Sardonicus dixit:”Solo i grandi leader sanno trasformare i piccoli errori in catastrofi.”
10 luglio
48 aC, battaglia di Dyrrachium. Alphonse Peyrehorade, che si sposerà più tardi nella giornata, si mette a giocare al “Jeu de paume “e incoraggia la sua squadra che sta perdendo, così proprio “come Cesare che riorganizza i suoi soldati a Dyrrachium - comme César ralliant ses soldats à Dyrrachium”. La scenetta è nel breve racconto di fantasia-orrore “La Venere di Ille”, di Prosper Mérimée, in cui si apprende che assolutamente un fidanzato non deve mai mettere anelli al dito di una statua.
(“la Venus d’Ille”, 1837, 80 Kbytes che si leggono benissimo, come praticamente tutto Mérimée).
La storia dell’anello al dito della statua di una dea, che poi se lo vuol tenere, è assai antica: si risale almeno fino a Guglielmo di Malmesbury e Vincenzo di Beauvais, il quale ultimo riferisce la vicenda ai tempi dell’Imperatore Enrico III (1017-1056). In quegli anni, a quanto pare, la storia ebbe rapida diffusione in Europa, il che fa pensare che fosse originata da qualche evento reale e ben definito. Nelle versioni più frequenti, che si svolgono a Roma, il fidanzato riesce a riavere l’anello pagando profumatamente un prete Palumnus o Palumbus, che gli dà una pergamena da mostrare alla dea o chi per essa. La dea desiste infuriata, il cavaliere è libero e convola a giuste nozze, Palumnus muore. Quasi un lieto fine. Ho notato che quasi tutti quelli che mettono l’anello al dito di una statua lo fanno per giocare meglio a palla.

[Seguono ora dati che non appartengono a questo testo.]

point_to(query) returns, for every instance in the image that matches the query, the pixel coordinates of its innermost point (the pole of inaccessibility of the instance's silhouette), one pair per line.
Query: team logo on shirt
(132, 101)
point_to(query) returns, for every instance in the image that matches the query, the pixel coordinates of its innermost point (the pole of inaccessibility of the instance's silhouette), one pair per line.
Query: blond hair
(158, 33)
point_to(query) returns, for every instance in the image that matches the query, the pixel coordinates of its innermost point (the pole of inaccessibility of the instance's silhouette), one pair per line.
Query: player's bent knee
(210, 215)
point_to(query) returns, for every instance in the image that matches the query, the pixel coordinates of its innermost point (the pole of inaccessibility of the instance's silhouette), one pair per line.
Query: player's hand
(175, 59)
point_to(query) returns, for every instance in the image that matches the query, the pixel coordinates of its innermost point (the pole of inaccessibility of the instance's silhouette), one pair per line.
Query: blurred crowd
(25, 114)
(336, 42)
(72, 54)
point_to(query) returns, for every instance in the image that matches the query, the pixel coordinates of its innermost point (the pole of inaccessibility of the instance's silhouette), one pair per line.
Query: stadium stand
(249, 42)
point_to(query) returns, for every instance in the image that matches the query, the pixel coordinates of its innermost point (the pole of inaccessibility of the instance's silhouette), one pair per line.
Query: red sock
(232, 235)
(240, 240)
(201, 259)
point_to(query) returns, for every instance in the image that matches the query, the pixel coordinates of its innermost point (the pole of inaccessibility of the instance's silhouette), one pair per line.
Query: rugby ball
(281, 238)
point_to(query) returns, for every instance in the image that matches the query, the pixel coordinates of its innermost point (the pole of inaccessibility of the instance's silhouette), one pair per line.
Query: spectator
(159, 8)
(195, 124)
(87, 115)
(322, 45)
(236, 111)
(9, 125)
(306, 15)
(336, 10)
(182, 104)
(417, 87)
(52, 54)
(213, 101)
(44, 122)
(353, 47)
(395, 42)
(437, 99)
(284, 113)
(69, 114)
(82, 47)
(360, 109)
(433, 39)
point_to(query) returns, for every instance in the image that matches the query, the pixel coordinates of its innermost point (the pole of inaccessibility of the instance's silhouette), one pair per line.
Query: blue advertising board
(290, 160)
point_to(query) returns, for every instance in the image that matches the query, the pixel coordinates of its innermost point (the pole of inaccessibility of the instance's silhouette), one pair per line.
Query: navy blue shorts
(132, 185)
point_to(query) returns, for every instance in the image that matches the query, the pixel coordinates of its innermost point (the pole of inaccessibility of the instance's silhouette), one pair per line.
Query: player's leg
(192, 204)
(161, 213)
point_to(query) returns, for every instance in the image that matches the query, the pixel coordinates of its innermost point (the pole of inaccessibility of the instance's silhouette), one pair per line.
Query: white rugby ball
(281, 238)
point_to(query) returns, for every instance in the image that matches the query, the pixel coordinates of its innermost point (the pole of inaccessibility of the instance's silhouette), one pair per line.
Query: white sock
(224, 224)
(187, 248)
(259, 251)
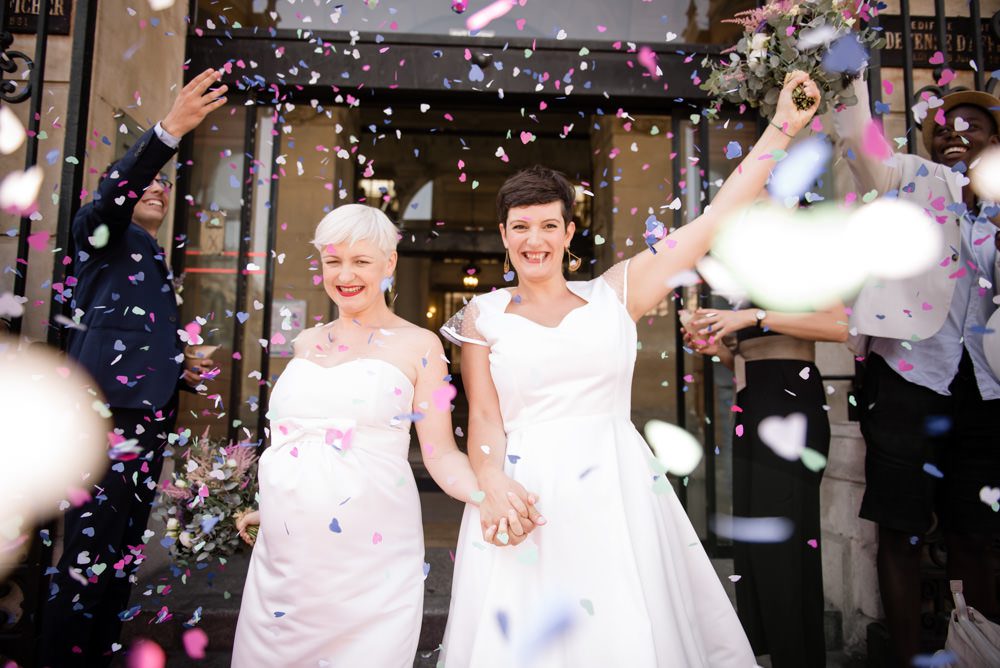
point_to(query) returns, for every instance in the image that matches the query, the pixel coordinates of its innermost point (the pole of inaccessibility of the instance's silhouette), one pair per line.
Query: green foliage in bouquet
(212, 484)
(781, 37)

Il “jeu de paume” è una delle varie versioni della pallamano. In Italia, sulla costa romagnola - marchigiana usava un “pallone col bracciale”, chiamato brevemente “pallone”. Giacomo Leopardi, che era un appassionato del gioco, dedicò la sua canzone “A un vincitore del pallone” a certo Carlo Didimi. Sessantacinque versi, non dei migliori del Leopardi, anche se tra di essi si trova il lapidario:”Nostra vita a che val? Solo a spregiarla”, motto che senza dubbio incontrerebbe l’apprezzamento del pubblico e dell’interessato se fosse scritto da un poeta per qualche grande calciatore odierno. Vedi 20 settembre.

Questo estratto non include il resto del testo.